Although the answer to that question isn't clear yet, one thing is clear: The firing of Sessions represents a significant threat to Mueller's investigation. By firing his attorney general, Trump has paved the way for eventually firing Mueller — although, to be clear, it's far too soon to say whether this will happen or if Trump intends to do so.
The reasons for this are complex, but they all date back to March 2, 2017, when Sessions announced that he would be recusing himself from the Justice Department's investigation into Russian involvement in the 2016 presidential campaign. Sessions explained that, because he himself worked for Trump's campaign, it would be improper for him to oversee an investigation into the campaign. It's also worth noting that, one day before Sessions made this announcement, the Washington Post reported that he had made false statements to the Senate Judiciary Committee regarding his communications with a key Russian diplomat during the campaign.
Thanks to Sessions' recusal, Deputy Attorney General Rod Rosenstein became the one in charge of the Russia investigation. He promptly appointed Mueller, a former FBI director, to lead the investigation, and gave Mueller authority to look into "any matters that arose or may arrive directly from the investigation."
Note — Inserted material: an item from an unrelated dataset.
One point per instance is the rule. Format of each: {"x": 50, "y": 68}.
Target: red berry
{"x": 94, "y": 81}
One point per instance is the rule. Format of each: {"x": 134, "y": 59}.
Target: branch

The chain of command was complicated; technically, it was Rosenstein who had authority over Mueller and the Russia probe, but that authority was contingent upon the attorney general having recused himself from the investigation. Now, Sessions isn't attorney general anymore.
There won't be an official attorney general until Trump nominates one and the Senate confirms them, but in the meantime, Whitaker will serve as acting attorney general. Unlike Sessions, Whitaker hasn't recused himself from anything, and the Justice Department confirmed later on Wednesday that, as expected, he will replace Rosenstein as the overseer of Mueller's investigation.
The question, then, is what approach Whitaker will take to the Mueller investigation — because he now has the power to fire Mueller. Only time will tell, but Whitaker has publicly criticized the Mueller probe on many occasions, and many on the left fear that he will move to weaken the investigation or end it entirely.
In August, Whitaker argued in an op-ed that Mueller would be crossing "a red line" if, as part of his investigation, he began looking into the Trump family's finances. In addition, he has often tweeted critically of the investigation, at one point quoting an article that referred to it as the "Mueller lynch mob."
Around a year earlier, Whitaker said on CNN that if Sessions left and was replaced on an interim basis, his replacement could effectively end the Mueller investigation by defunding it.
“I could see a scenario where Jeff Sessions is replaced with a recess appointment and that attorney general does not fire Bob Mueller, but he just reduces his budget to so low that his investigation grinds to almost a halt,” Whitaker said.
Several Democrats, including Senate Minority Leader Chuck Schumer, have called on Whitaker to recuse himself from overseeing the Mueller probe as a result of his past comments on the matter. Some have also noted that Whitaker once chaired Sam Clovis' campaign for Iowa state treasurer; Clovis is a close Trump ally and is now serving as a witness for Mueller's investigation.
It's anybody's guess what happens from here. But if Trump did want to end or neutralize Mueller's investigation, firing Sessions would be a logical first step to doing so.